Ad esempio nell'agosto del 2019 un rapporto curato da Istituto Superiore di Sanità, Arpa Piemonte, Enea e Cnr-Irea non aveva dato conferme: «La meta-analisi dei numerosi studi pubblicati nel periodo 1999-2017 - si legge nel testo - non rileva incrementi dei rischi di tumori maligni (glioma) o benigni (meningioma, neuroma acustico, tumori delle ghiandole salivari) in relazione all'uso prolungato ( 10 anni) dei telefoni mobili». Una certezza che ora potrebbe essere minata.

LE AVVERTENZE
«Le persone devono conoscere i rischi dell'uso dei telefonini, soprattutto da quando a utilizzarli sono anche i bambini», ha dichiarato all'uscita dall'aula Romeo. Per questo sulle confezioni degli smartphone, un po' come su quelle delle sigarette, l'uomo vorrebbe che fosse apposta l'etichetta «Nuoce gravemente alla salute, a meno che non venga utilizzato correttamente». Una piccola rivoluzione invocata dal 56enne che, però, già in passato con un precedente simile non è scattata.
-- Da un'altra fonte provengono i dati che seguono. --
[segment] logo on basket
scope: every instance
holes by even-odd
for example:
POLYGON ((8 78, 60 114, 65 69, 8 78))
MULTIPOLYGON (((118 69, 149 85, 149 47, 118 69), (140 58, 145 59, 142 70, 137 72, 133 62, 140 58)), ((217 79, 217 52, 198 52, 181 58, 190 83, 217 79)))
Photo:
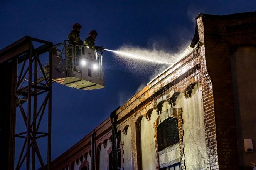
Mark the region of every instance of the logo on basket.
POLYGON ((91 58, 92 58, 91 54, 91 53, 90 53, 89 52, 88 53, 88 54, 87 54, 87 56, 91 57, 91 58))

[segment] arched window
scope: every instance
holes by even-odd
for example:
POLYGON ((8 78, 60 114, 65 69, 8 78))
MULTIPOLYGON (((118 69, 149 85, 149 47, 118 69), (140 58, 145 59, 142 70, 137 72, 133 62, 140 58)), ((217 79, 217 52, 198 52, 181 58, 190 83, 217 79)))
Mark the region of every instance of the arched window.
POLYGON ((178 119, 169 117, 161 123, 157 129, 158 151, 179 142, 178 119))
POLYGON ((87 170, 87 167, 85 166, 84 166, 81 169, 81 170, 87 170))

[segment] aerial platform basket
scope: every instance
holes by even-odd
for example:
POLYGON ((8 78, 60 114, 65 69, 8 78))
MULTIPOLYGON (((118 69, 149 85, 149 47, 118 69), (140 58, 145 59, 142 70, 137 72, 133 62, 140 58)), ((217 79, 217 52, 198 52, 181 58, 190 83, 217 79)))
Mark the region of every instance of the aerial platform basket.
POLYGON ((80 89, 104 88, 102 53, 82 45, 66 42, 61 44, 64 45, 62 50, 56 48, 53 56, 52 80, 80 89))

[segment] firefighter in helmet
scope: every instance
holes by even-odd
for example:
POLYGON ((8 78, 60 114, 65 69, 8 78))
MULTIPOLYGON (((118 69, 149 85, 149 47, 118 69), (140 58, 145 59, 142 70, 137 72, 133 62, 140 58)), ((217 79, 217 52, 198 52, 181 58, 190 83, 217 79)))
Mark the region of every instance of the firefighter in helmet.
POLYGON ((83 44, 83 41, 80 38, 80 30, 82 26, 78 23, 76 23, 73 25, 72 31, 68 36, 70 43, 83 44))
POLYGON ((89 33, 89 36, 84 41, 84 45, 94 50, 101 51, 104 50, 105 48, 102 46, 99 47, 95 46, 94 42, 98 34, 97 31, 95 30, 93 30, 91 31, 90 33, 89 33))
POLYGON ((80 64, 81 46, 83 41, 80 37, 80 30, 82 26, 76 23, 72 27, 72 31, 68 35, 69 45, 67 50, 67 63, 69 67, 73 67, 75 70, 77 70, 80 64))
Nel 2009, la Corte d'appello di Brescia - e in seguito, nel 2012, la Corte di Cassazione - aveva dato ragione a un ex dirigente d'azienda affetto dal neurinoma del ganglio di Gasser che per 12 anni aveva lavorato utilizzando il cellulare per 5/6 ore al giorno.
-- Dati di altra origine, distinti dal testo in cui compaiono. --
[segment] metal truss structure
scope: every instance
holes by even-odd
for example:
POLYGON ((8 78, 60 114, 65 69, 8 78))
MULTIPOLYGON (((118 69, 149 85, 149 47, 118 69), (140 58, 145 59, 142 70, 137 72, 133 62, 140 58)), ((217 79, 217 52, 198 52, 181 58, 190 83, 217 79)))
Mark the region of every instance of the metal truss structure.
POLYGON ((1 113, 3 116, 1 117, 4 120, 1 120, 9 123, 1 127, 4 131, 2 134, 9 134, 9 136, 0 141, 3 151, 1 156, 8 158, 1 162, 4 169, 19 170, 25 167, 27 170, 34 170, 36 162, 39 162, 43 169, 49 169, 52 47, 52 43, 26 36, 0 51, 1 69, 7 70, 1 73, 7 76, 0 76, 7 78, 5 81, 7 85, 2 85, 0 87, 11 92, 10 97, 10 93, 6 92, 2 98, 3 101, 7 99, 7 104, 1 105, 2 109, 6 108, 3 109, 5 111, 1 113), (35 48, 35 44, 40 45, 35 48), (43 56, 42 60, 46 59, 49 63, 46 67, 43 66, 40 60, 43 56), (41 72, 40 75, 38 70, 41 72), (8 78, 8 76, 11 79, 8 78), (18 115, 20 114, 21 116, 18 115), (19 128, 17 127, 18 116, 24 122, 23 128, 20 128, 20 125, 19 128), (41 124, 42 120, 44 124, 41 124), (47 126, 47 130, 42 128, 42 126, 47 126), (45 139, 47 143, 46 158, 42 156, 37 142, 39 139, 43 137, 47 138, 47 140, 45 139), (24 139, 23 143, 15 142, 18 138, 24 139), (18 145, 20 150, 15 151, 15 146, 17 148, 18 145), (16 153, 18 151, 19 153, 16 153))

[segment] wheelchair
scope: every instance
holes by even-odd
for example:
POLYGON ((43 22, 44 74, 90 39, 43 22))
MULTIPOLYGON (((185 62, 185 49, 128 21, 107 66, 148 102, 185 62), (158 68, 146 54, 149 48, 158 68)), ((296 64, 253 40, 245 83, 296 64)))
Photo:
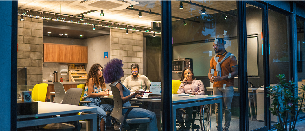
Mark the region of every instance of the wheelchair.
MULTIPOLYGON (((193 116, 191 124, 195 124, 195 120, 199 120, 200 128, 192 129, 192 131, 196 129, 196 131, 210 131, 211 129, 211 116, 210 113, 210 107, 208 105, 202 105, 194 107, 193 112, 193 116), (196 119, 196 116, 199 116, 199 119, 196 119), (201 129, 199 130, 199 129, 201 129)), ((183 112, 182 117, 185 120, 185 112, 183 112)), ((178 130, 180 127, 178 121, 176 121, 176 127, 178 130)))

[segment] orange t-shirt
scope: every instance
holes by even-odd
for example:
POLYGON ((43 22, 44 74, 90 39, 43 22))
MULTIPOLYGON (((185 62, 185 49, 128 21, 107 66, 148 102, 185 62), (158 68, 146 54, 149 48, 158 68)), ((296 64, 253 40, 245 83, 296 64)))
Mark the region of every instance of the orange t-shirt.
MULTIPOLYGON (((219 57, 218 62, 220 62, 224 58, 226 55, 228 53, 226 51, 223 55, 216 55, 216 57, 219 57)), ((212 69, 215 69, 217 63, 214 59, 214 57, 211 59, 210 61, 210 68, 212 69)), ((237 66, 237 61, 235 56, 233 56, 230 58, 229 57, 224 60, 222 63, 220 64, 220 75, 221 76, 223 76, 228 75, 229 73, 232 73, 231 68, 237 66)), ((214 75, 217 74, 216 71, 214 71, 214 75)), ((231 78, 229 79, 221 81, 214 82, 213 84, 213 87, 222 87, 224 86, 224 84, 226 84, 226 87, 233 86, 234 83, 234 77, 231 78)))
Nel caso di Brescia come in quello di Torino però, c'è da dirlo, la voce dei magistrati resta quello che è: l'applicazione della legge alla regola e non un'evidenza scientifica. Per il caso Romeo il Tribunale ha valutato le prove a disposizione, facendo riferimento a una consulenza tecnica. In particolare a quella di Angelo Levis, ordinario di Mutagenesi ambientale all'Università di Padova che, anche da vicepresidente dell'Apple (Associazione per la prevenzione e la lotta all'elettrosmog), è tra i principali sostenitori italiani della correlazione tra utilizzo dei telefoni cellulari e insorgenza di tumori. Questa versione però, a oggi e nonostante i dubbi sollevati, vanta degli oppositori illustri.
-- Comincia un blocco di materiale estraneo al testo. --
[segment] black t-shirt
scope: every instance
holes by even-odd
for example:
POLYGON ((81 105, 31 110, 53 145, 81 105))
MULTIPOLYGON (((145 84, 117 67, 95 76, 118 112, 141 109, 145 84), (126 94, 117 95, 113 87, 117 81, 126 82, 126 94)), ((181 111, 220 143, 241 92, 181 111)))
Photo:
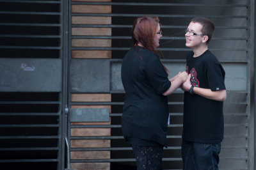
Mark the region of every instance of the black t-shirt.
POLYGON ((122 116, 124 137, 166 145, 169 109, 167 97, 162 94, 171 82, 159 58, 136 46, 123 59, 121 77, 125 91, 122 116))
MULTIPOLYGON (((192 85, 212 91, 225 89, 225 71, 209 50, 193 58, 187 56, 186 72, 191 74, 192 85)), ((184 93, 184 139, 200 143, 220 143, 223 138, 223 102, 184 93)))

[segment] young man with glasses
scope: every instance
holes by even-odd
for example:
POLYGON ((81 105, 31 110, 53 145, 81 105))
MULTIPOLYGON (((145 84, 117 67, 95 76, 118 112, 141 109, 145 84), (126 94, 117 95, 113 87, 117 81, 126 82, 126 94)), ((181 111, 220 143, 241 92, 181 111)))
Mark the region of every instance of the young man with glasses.
POLYGON ((181 88, 184 92, 182 157, 183 169, 218 169, 223 139, 223 104, 227 93, 225 71, 208 50, 214 24, 204 17, 193 18, 185 30, 189 73, 181 88))

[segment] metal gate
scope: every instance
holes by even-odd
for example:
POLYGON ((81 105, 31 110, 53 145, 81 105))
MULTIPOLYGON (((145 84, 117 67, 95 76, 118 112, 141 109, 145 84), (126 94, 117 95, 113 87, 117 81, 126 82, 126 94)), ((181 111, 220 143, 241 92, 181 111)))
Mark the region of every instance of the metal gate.
MULTIPOLYGON (((157 15, 170 77, 184 70, 191 19, 216 24, 209 49, 228 90, 220 169, 253 169, 254 1, 124 1, 0 0, 0 169, 136 169, 120 130, 120 66, 134 19, 157 15)), ((183 93, 168 104, 163 168, 182 169, 183 93)))
MULTIPOLYGON (((189 49, 184 45, 184 30, 192 17, 203 16, 216 24, 209 49, 226 71, 228 97, 220 168, 253 169, 254 1, 70 1, 71 167, 136 169, 132 149, 120 130, 124 97, 120 66, 132 46, 133 20, 144 15, 160 18, 163 38, 159 50, 172 77, 184 70, 189 49)), ((171 95, 168 102, 170 124, 163 168, 181 169, 182 91, 171 95)))
POLYGON ((0 169, 63 169, 64 1, 0 1, 0 169))

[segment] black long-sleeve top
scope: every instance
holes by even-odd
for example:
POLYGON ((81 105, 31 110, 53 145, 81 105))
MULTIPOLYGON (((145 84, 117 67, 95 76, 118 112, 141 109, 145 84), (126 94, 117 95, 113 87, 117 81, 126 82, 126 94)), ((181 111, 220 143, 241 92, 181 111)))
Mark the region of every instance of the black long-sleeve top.
POLYGON ((171 82, 157 56, 135 46, 125 56, 121 71, 125 91, 122 117, 125 139, 166 146, 169 109, 163 95, 171 82))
La Corte d'Appello di Torino: l'uso del cellulare può causare il tumore. Iss: nessuna prova scientifica

Non solo l'Iss che l'estate scorsa ha stabilito come «in base alle evidenze epidemiologiche attuali l'uso del cellulare non risulta associato all'incidenza di neoplasie nelle aree più esposte alle radio frequenze durante le chiamate». Ma anche l'American Cancer Society ritiene che «potrebbe esserci un rischio di cancro associato» ma le prove non sono sufficienti per confermare un nesso di casualità. Una posizione simile a quella dell'Oms che nel 2011 ha classificato «le onde elettromagnetiche nella categoria 2B», vale a dire possibili cancerogene al pari delle verdure in salamoia ad esempio, e «non come senza dubbio cancerogene. Questo in qualche modo differisce dalla sentenza».

UNIVERSITÀ
A sostenerlo è Carlo La Vecchia, ordinario di epidemiologia all'Università statale di Milano e ricercatore dell'Airc, la Fondazione per la ricerca sul cancro fondata tra gli altri da Umberto Veronesi. «Non possiamo sostenere che ci sia una chiara evidenza di un'associazione - assicura - I dati scientifici a disposizione sono largamente rassicuranti. Dopodiché, se si vuole scegliere di usare gli auricolari in nome di un principio di precauzione per tenere lo smartphone lontano dalla testa, lo si può fare ma resta una scelta soggettiva. Come utilizziamo il cellulare, per il cancro resta l'ultimo dei problemi».